Davide estuvo ingresado durante 87 días, desde mitad de enero hasta principios de abril. Y a pesar de todo lo sufrido, me confiesa que no consigue ser negativo, que solo puede sentirse agradecido por estar hoy aquí. Y es que Davide ha hecho fácil lo (extremadamente) difícil. Desde la camilla, de camino al quirófano para ser amputado, nos guiñaba el ojo, lanzaba besos y nos sacaba la lengua. Sus bromas »hoy he dormido a pierna suelta», »te daría un apretón de manos pero no me quedan», nos hacían morir de la risa. Ha hecho grandes amigos en el hospital y ha contagiado su buen humor y sus ganas de vivir a todo el personal. 

Entre las incontables reflexiones que hemos compartido en este periodo, una de ellas es que no somos nada.

Vivimos como si la vida nunca fuera a acabar, como si nada pudiera sucedernos y fuéramos indestructibles. Y de repente entra en escena una bacteria, una cosa microscópica llamada meningococo, capaz de matarte en cuestión de horas.


Una bacteria terrible, fulminante, voraz, que afortunadamente no se llevó por delante la vida de Davide (se llevó solo sus brazos y sus piernas), aunque sí la de miles de personas en el mundo cada año. 


En España la vacuna contra el meningococo C – serotipo que afectó a Davide – se aplica sistemáticamente desde el año 2000. Pero Davide es italiano, y parece ser que cuando era pequeño esta vacuna no estaba incluida en el calendario de vacunaciones de su país. 

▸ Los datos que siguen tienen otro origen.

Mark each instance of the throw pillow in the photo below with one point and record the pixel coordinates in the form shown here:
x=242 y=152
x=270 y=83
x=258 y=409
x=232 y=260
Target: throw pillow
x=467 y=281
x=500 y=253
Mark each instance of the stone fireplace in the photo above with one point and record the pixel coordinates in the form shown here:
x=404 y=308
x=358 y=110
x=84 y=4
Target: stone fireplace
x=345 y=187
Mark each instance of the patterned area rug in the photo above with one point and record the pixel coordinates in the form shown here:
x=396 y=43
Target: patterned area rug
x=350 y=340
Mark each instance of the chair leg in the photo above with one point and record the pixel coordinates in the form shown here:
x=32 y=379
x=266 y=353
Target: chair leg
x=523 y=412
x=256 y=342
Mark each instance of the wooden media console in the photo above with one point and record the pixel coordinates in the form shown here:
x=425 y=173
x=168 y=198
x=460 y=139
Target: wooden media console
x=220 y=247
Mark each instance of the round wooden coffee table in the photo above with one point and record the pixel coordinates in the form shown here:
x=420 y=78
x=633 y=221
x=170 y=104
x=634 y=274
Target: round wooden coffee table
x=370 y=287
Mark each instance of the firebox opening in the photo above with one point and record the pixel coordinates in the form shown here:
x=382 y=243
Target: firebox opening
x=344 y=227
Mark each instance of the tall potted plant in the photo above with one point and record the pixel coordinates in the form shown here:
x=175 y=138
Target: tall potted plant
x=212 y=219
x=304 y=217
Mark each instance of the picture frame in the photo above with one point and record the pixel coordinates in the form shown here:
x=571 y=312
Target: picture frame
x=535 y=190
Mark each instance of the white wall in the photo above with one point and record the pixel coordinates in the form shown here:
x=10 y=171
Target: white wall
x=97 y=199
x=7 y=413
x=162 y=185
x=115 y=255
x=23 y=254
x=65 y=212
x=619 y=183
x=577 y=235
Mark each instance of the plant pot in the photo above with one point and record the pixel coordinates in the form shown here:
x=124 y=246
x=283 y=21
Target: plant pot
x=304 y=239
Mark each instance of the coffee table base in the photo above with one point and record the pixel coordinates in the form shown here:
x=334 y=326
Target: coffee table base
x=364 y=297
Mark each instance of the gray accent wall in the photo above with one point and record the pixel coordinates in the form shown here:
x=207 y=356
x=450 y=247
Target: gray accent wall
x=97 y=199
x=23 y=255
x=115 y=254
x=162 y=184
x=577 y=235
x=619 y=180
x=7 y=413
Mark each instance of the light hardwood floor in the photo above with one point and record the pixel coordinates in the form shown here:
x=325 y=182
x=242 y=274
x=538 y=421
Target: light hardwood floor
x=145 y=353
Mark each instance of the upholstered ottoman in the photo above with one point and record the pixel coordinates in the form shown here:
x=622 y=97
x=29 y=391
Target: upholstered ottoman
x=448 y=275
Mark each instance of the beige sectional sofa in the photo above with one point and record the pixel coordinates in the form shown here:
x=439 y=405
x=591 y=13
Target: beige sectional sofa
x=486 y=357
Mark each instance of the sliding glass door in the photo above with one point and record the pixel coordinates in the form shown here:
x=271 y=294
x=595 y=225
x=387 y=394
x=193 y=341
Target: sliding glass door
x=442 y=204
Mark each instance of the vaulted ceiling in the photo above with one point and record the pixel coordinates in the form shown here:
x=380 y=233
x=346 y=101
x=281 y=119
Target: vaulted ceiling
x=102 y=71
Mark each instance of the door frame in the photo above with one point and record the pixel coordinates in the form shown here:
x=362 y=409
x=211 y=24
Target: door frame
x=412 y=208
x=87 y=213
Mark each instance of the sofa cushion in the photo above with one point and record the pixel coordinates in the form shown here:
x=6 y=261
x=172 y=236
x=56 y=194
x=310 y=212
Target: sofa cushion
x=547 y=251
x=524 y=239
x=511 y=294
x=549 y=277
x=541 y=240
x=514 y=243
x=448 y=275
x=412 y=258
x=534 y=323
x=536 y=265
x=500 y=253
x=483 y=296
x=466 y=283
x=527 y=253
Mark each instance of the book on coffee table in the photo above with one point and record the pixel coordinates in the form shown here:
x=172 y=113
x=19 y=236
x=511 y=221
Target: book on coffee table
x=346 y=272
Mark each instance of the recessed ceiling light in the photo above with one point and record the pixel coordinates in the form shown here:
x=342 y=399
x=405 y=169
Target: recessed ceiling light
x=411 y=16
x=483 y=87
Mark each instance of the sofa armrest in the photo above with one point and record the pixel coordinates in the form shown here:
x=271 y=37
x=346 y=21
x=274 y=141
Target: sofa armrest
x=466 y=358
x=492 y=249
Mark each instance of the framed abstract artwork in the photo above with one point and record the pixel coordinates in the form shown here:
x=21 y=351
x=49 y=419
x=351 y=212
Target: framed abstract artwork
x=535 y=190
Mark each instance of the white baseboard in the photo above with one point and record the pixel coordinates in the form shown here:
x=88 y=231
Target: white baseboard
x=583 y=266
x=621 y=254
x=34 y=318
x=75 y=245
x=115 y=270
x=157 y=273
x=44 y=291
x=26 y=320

¿REALMENTE CONOCES ESTA ENFERMEDAD?


La enfermedad meningocócica afecta a personas de todo el mundo, niños y adultos, mujeres y hombres, en países subdesarrollados y en el primerísimo primer mundo. Pero sorprendentemente no sabemos nada sobre ella. Sinceramente, a mi la palabra ‘meningitis’ me sonaba, sabía que era una enfermedad que afecta al cerebro y poco más, ni causas, ni síntomas, ni consecuencias. No sabemos por qué enfermó Davide, ¿se contagió? ¿una infección anterior de convirtió en esto? ¿era portador? Siempre nos quedarán estas incógnitas. La meningitis es difícil de detectar, pero conociendo los síntomas y concienciando sobre la importancia de la vacunación se podrían evitar muchas muertes. 

Esta bacteria actúa en horas y te cambia la vida para siempre. Para nosotros aun queda un largo trecho. Davide recibió el alta hospitalario hace solo dos semanas, y cuenta los minutos y los días para poder empezar la rehabilitación protésica, volver a andar y ser dueño de su vida. Y yo estoy segura de que conseguirá todo lo que se proponga y mucho más.